Na sentença, o magistrado determinou que se a Sis Motos não arcasse com a responsabilidade, ela recairia imediatamente sobre o iFood.

Contratos

A investigação chegou a detalhes dos contratos firmados entre o iFood e a SIS Motos. Nas cláusulas há obrigações como registro em carteira, seguir protocolos de segurança e fornecer equipamentos como uniformes, smartphones com internet e despesas para combustíveis e manutenção, todas como responsabilidade da terceirizada, o ‘operador logístico’.
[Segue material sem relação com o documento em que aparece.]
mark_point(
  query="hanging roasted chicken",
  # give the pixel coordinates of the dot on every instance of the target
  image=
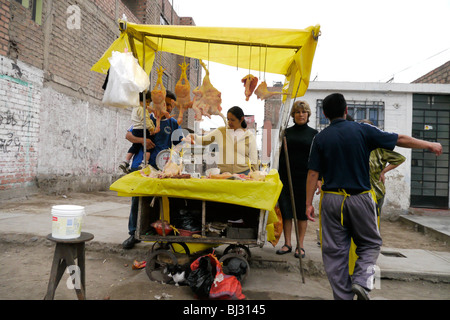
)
(207, 99)
(183, 93)
(158, 95)
(250, 82)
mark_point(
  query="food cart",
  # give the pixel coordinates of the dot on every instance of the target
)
(282, 51)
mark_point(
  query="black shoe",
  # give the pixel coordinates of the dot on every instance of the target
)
(361, 293)
(130, 242)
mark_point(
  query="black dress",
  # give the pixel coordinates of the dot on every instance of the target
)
(299, 139)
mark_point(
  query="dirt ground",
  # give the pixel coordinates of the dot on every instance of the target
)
(25, 268)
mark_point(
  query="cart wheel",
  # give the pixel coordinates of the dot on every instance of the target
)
(227, 258)
(240, 250)
(157, 262)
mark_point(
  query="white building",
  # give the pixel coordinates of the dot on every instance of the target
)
(420, 110)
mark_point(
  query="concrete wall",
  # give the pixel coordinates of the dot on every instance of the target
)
(20, 102)
(55, 134)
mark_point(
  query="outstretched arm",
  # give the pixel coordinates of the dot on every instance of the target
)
(413, 143)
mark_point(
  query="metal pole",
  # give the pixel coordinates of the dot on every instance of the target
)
(294, 213)
(144, 105)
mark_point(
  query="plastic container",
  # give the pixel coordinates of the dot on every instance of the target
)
(66, 221)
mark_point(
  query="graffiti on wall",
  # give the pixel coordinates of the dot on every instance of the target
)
(73, 142)
(14, 121)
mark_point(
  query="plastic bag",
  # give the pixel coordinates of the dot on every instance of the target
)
(207, 280)
(125, 80)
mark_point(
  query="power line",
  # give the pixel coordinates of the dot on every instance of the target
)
(417, 63)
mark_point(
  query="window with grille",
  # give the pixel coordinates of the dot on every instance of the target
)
(358, 110)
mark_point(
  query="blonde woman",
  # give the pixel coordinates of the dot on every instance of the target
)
(299, 138)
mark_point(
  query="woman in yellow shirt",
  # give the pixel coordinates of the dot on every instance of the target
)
(237, 144)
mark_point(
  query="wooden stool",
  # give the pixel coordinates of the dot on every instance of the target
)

Há também previsão de horários – as escaladas de trabalho. Mas os entregadores ouvidos alegaram que nada disso é cumprido e eles sequer sabiam que existiam essas regras e direitos. É comum, diz o dirigente CUTista, ver aglomerações de entregadores em determinados pontos da cidade, onde são distribuídos materiais como as mochilas com a marca – as caixas de isopor usadas pelos entregadores nas costas e até mesmo bicicletas personalizadas a quem queira (ou esteja precisando de uma fonte renda) ‘trabalhar’ para o iFood.

Ari Aloraldo explica que essa situação é uma forma de recrutamento dos trabalhadores pelos operadores logísticos – uma espécie de varejo de serviços a serem realizados. E diz que este formato comprova que os trabalhadores estão exercendo a função sem direito algum – uma forma de o iFood se valer da precarização.

Para o dirigente, o entendimento de procuradores sobre a prática ser uma espécie de blindagem do iFood para que não sofra sanções jurídicas é correta. “Felizmente temos decisões que entendem que esse tipo de terceirização é uma cortina de fumaça para a empresa poder continuar burlando a lei e explorando os trabalhadores”.

“Muitas empresas têm feito isso. Estão fugindo da responsabilidade para criar outras empresas de fachada, para especular ainda mais o mercado de trabalho e explorar a mão de obra sem direitos”, diz Ari.